LE CANON RAYÉ SUPRA : L’ÂGE D’OR DU LAPIN ET DE LA MANU
En 1924, apparaît le canon Supra, rayé sur sa toute sa longueur. Le Supra est conçu pour accroître la dispersion des grenailles de façon régulière et sans trou, pour la chasse du petit gibier, particulièrement le lapin qui est roi à cette époque, mais aussi le lièvre et la plume au bois. En calibre 12, le pas est de 1560 mm à droite, l’âme fait 18,4 mm pour 18,05 mm à plat de rayure, qui sont au nombre de 6. Lors de sa sortie, il se distingue par sa précision, jusqu’à 60 à 100 mètres avec des balles rondes ou cylindro-ogivales. On retrouve le canon Supra à droite, et un full ou demi à gauche. Il existe des fusils avec deux Supra, express du « pauvre », efficaces sur le petit gibier, souvent critiqués par ceux qui ne les ont pas utilisés. Employés dans les règles, ils ne blessent ni plus ni moins le gibier, que les autres systèmes.
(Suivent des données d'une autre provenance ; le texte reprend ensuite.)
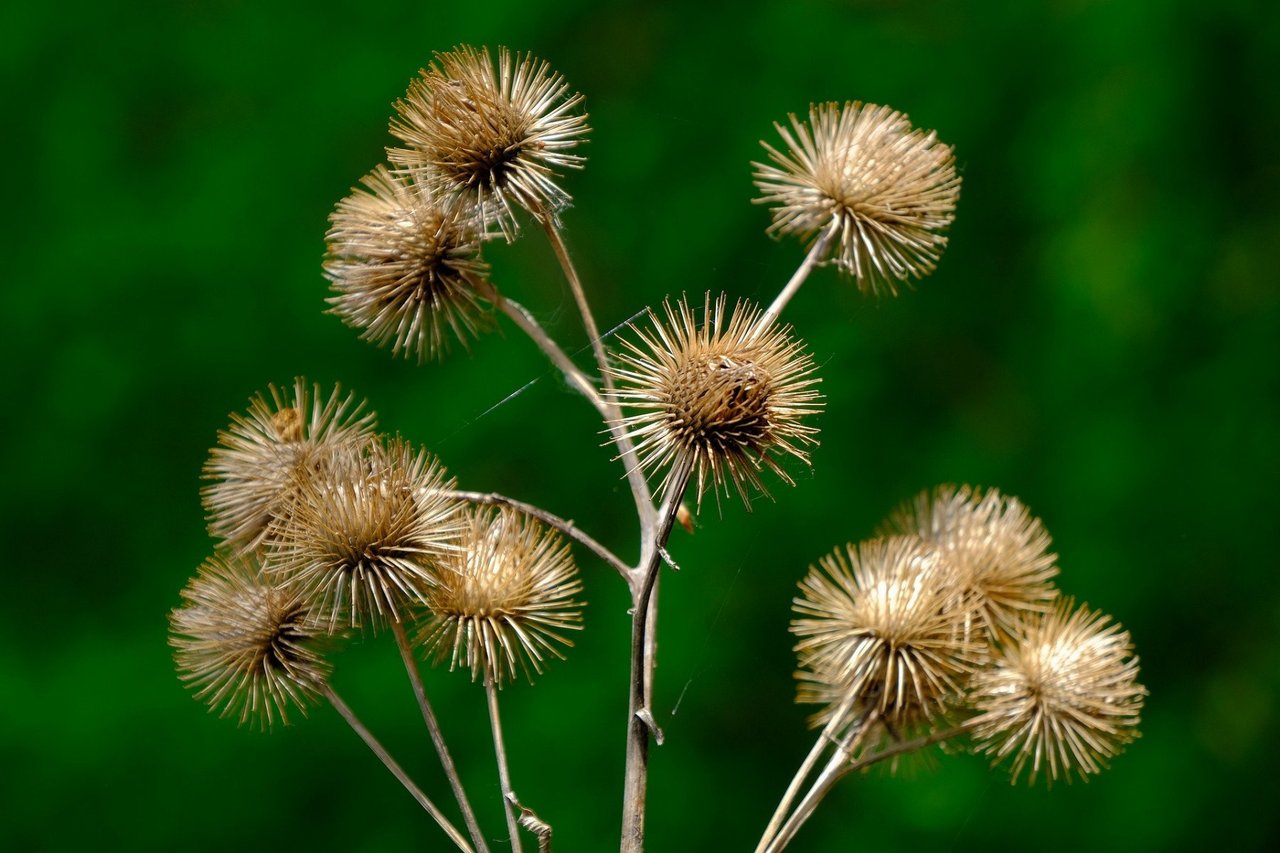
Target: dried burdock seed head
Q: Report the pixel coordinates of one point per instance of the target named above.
(490, 137)
(246, 647)
(881, 625)
(266, 452)
(727, 396)
(405, 268)
(1064, 699)
(997, 548)
(504, 602)
(883, 190)
(362, 542)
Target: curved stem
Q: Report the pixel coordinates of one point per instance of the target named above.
(563, 525)
(910, 746)
(612, 415)
(830, 775)
(525, 320)
(810, 260)
(819, 746)
(433, 726)
(575, 284)
(640, 723)
(508, 794)
(371, 742)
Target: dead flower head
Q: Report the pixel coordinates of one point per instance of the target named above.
(996, 547)
(1064, 698)
(490, 137)
(726, 397)
(361, 543)
(859, 176)
(246, 647)
(881, 628)
(403, 268)
(503, 603)
(263, 456)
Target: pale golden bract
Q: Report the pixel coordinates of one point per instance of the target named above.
(997, 548)
(883, 190)
(246, 647)
(263, 456)
(362, 542)
(1064, 699)
(403, 268)
(492, 138)
(503, 603)
(881, 625)
(730, 395)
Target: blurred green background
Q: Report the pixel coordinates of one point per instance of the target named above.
(1102, 340)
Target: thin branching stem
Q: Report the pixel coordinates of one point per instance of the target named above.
(830, 775)
(433, 726)
(612, 415)
(508, 794)
(904, 747)
(640, 723)
(563, 525)
(801, 273)
(529, 324)
(819, 746)
(378, 749)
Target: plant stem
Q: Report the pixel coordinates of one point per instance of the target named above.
(508, 794)
(575, 284)
(830, 775)
(524, 318)
(609, 411)
(433, 726)
(640, 724)
(563, 525)
(810, 260)
(807, 766)
(353, 721)
(910, 746)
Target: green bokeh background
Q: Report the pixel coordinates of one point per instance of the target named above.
(1102, 340)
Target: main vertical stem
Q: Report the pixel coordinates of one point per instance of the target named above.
(503, 772)
(640, 723)
(433, 726)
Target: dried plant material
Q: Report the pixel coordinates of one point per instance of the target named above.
(997, 548)
(246, 647)
(362, 542)
(503, 603)
(885, 190)
(1064, 699)
(405, 268)
(882, 623)
(490, 137)
(266, 452)
(730, 395)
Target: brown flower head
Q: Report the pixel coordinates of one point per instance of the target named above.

LES RAYURES RAPIDES, LE FUSIL DEVIENT CARABINE
Le chasseur américain chasse peu, par périodes courtes et strictes, parfois avec des règlements bizarres. Certains états, voir comtés, imposent l’emploi du fusil et des balles. Pour un tir à l’horizontale, les balles de fusils touchent terre plus rapidement que celles des carabines, et portent moins loin. Afin d’améliorer l’efficacité, les fabricants ont sorti des balles plus légères, ensabotées, et nécessitant une stabilisation pour voler droit. La rayure règle le problème. VERNEY-CARRON a fourni des milliers de canons rayés pour fusils aux USA, sous la marque HASTING. Les pas de rayures varient de 711 à 889 mm pour les calibres 12. Ces rayures sont destinées au tir de balles sous-calibrées, mais donnent souvent de bons résultats avec des balles classiques. Avec de la grenaille, les gerbes sont exécrables et sans aucune densité.

RAYURE DROITE, UN CONCEPT SANS SUCCÈS DÉTOURNÉ À DES FINS DE LÉGISLATION
Le concept de la rayure droite est ancien, une idée fumeuse pour améliorer la précision des mousquets. Il y a quelques décennies, l’idée resurgit aux USA pour tenter d’améliorer la tenue des bourres à jupes, et les empêcher de tourner dans le canon. VERNEY-CARRON produira des tubes pour HASTING, Outre-Atlantique. En France, pour les fusils à pompe, VERNEY-CARRON propose des rayures droites qui ont l’avantage de la légalité, et la possibilité d’utiliser sans problème son fusil pour la plume.

Il est difficile de traiter un sujet aussi technique en quelques lignes, mais j’espère vous avoir un peu éclairé sur les différents types de rayures pour fusils. Et pour conclure, rappelons que les cannelures hélicoïdales des balles BRENNEKE n’ont jamais été conçues pour faire tourner la balle, mais pour permettre son passage dans les chokes.